GQA-aware: reads `num_key_value_heads` from config for LLaMA-2-70B, Mistral-7B, etc.

## Polar-Space Attention Approximation (M9)

Approximate attention scores directly from compressed PrismKV codes — no full dequantization:

```python
from prismkv.quantizer.polar_attention import PolarAttentionApprox, measure_polar_approx_error

# Drop-in scaled dot-product approximation
approx = PolarAttentionApprox(
    bits_z=4, bits_r=4, bits_theta=4,
    z_min=qtz.z_min, z_max=qtz.z_max, r_max=qtz.r_max,
    scale=1/math.sqrt(head_dim), R=qtz.R,
)
output, weights = approx.forward(q, k_codes, v)  # (b, nh, sq, d), (b, nh, sq, sk)

# Measure approximation error vs exact Cartesian dot product
err = measure_polar_approx_error(q, k, k_codes, ..., R=qtz.R)
# {'mean_abs_error': ..., 'max_abs_error': ..., 'cosine_sim': ...}
```

The identity `<q, k> = Σ_j q_z·k_z + r_q·r_k·cos(θ_q − θ_k)` per triplet group enables
computing attention scores from codes without materialising full FP16 key tensors.

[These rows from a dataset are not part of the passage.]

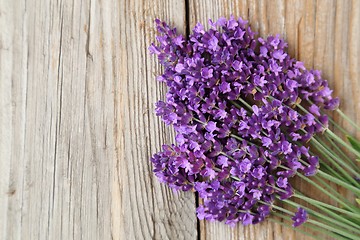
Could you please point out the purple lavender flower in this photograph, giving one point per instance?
(300, 217)
(236, 155)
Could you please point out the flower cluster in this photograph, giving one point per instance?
(243, 110)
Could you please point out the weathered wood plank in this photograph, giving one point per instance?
(142, 207)
(77, 93)
(58, 125)
(77, 123)
(320, 33)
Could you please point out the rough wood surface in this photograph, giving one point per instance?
(320, 33)
(77, 122)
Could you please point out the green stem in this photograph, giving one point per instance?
(330, 158)
(345, 202)
(341, 152)
(316, 203)
(319, 205)
(340, 201)
(339, 182)
(342, 142)
(295, 229)
(331, 222)
(311, 226)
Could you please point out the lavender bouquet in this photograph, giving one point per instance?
(248, 119)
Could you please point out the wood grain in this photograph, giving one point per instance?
(77, 122)
(142, 207)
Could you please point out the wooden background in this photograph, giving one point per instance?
(77, 122)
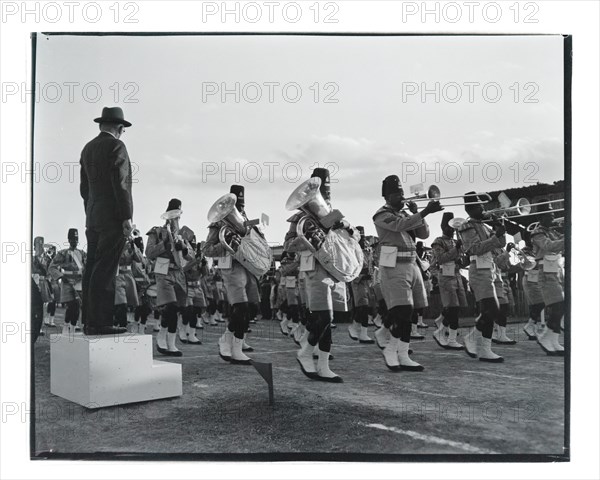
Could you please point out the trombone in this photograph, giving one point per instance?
(434, 193)
(557, 222)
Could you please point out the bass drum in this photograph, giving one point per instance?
(341, 255)
(254, 253)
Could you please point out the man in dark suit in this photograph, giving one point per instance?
(106, 191)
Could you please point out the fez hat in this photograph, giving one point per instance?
(391, 185)
(238, 191)
(112, 115)
(174, 204)
(139, 242)
(323, 174)
(187, 233)
(446, 217)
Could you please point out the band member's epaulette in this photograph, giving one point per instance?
(465, 226)
(295, 218)
(384, 209)
(538, 230)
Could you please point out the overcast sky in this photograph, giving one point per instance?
(183, 134)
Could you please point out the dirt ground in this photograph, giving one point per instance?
(458, 405)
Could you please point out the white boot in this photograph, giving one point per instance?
(284, 325)
(323, 371)
(237, 356)
(181, 329)
(354, 330)
(405, 362)
(438, 321)
(484, 350)
(316, 352)
(161, 340)
(304, 357)
(440, 336)
(547, 341)
(414, 333)
(557, 346)
(191, 335)
(245, 346)
(390, 354)
(382, 336)
(501, 337)
(225, 343)
(529, 329)
(299, 333)
(452, 344)
(172, 350)
(471, 342)
(293, 327)
(364, 336)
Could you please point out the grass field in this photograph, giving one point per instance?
(458, 405)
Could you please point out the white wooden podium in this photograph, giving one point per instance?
(110, 370)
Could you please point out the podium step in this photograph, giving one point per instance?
(110, 370)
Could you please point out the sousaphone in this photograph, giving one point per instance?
(339, 253)
(254, 253)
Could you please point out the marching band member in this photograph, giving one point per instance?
(167, 249)
(360, 294)
(479, 241)
(142, 283)
(326, 296)
(194, 268)
(447, 252)
(126, 294)
(401, 279)
(67, 267)
(504, 294)
(39, 270)
(535, 299)
(417, 320)
(289, 272)
(548, 245)
(240, 284)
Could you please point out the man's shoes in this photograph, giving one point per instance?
(104, 330)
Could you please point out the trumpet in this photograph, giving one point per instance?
(527, 262)
(171, 217)
(434, 193)
(235, 224)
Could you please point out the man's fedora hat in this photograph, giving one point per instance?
(112, 115)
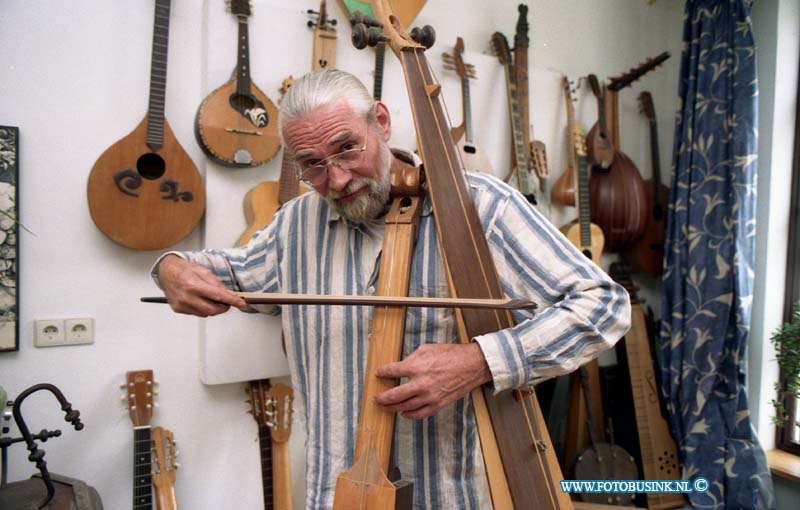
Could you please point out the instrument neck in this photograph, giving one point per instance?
(158, 76)
(142, 469)
(243, 59)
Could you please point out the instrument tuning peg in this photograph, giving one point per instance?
(425, 36)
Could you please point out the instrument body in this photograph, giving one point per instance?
(144, 191)
(237, 124)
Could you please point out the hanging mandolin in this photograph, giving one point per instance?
(237, 124)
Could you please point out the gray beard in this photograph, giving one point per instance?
(370, 205)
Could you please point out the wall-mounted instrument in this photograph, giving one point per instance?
(164, 453)
(659, 455)
(237, 124)
(140, 397)
(144, 192)
(271, 406)
(474, 158)
(600, 148)
(519, 477)
(324, 53)
(647, 254)
(584, 234)
(519, 173)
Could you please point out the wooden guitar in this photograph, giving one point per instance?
(139, 396)
(519, 167)
(647, 254)
(584, 234)
(474, 158)
(521, 466)
(237, 125)
(144, 192)
(164, 467)
(659, 455)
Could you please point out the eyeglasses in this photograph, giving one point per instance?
(317, 173)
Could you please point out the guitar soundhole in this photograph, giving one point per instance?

## Cache Persistence (M10)

Save and load compressed KV caches to disk:

```python
from prismkv.cache.cache_store import save_cache, load_cache

# Serialize compressed codes + config to NPZ
save_cache(cache, "checkpoint.npz")

# Reconstruct — returns PrismKVCache with fully seeded DynamicCache layers
cache = load_cache("checkpoint.npz", device="cpu")
```

REST API ingestion for the RAG engine:

```python
from prismkv.rag.adapters import APIAdapter

engine.ingest(APIAdapter(
    "https://api.example.com/articles",
    text_field="body",
    source_id="api_articles",
))
```

## End-to-End Benchmark (M11)

Memory footprint and reconstruction quality comparison — no model download required:

```python
from prismkv.eval.e2e_benchmark import run_e2e_benchmark, print_e2e_table

report = run_e2e_benchmark(head_dim=64, n_heads=12, n_layers=12)
print_e2e_table(report)
```

```
KV Cache Memory Footprint  (12L × 12H × d=64)
Context     FP16       3bit       4bit       5bit
  1,024    18.0MB   3.4MB(5.3×)  4.5MB(4.0×)  5.6MB(3.2×)
  4,096    72.0MB  13.5MB(5.3×) 18.0MB(4.0×) 22.5MB(3.2×)
 16,384   288.0MB  54.0MB(5.3×) 72.0MB(4.0×) 90.0MB(3.2×)
```

For pseudo-perplexity measurement (requires GPT-2 download):

```bash
python scripts/run_e2e_benchmark.py --pseudo-ppl
```

---

## Citation / Prior Art

This repository was publicly released on **2026-03-30** as a defensive publication. If you build on these ideas, a citation is appreciated but not required under the Apache-2.0 license:

```
@misc{hicks2026prismkv,
  author = {Dan Hicks},
  title  = {PrismKV: 3-D Stacked-Plane KV Cache Quantization},
  year   = {2026},
  url    = {https://github.com/danhicks96/PrismKV}
}
```

---

## License

Apache 2.0 — see [LICENSE](LICENSE) for details.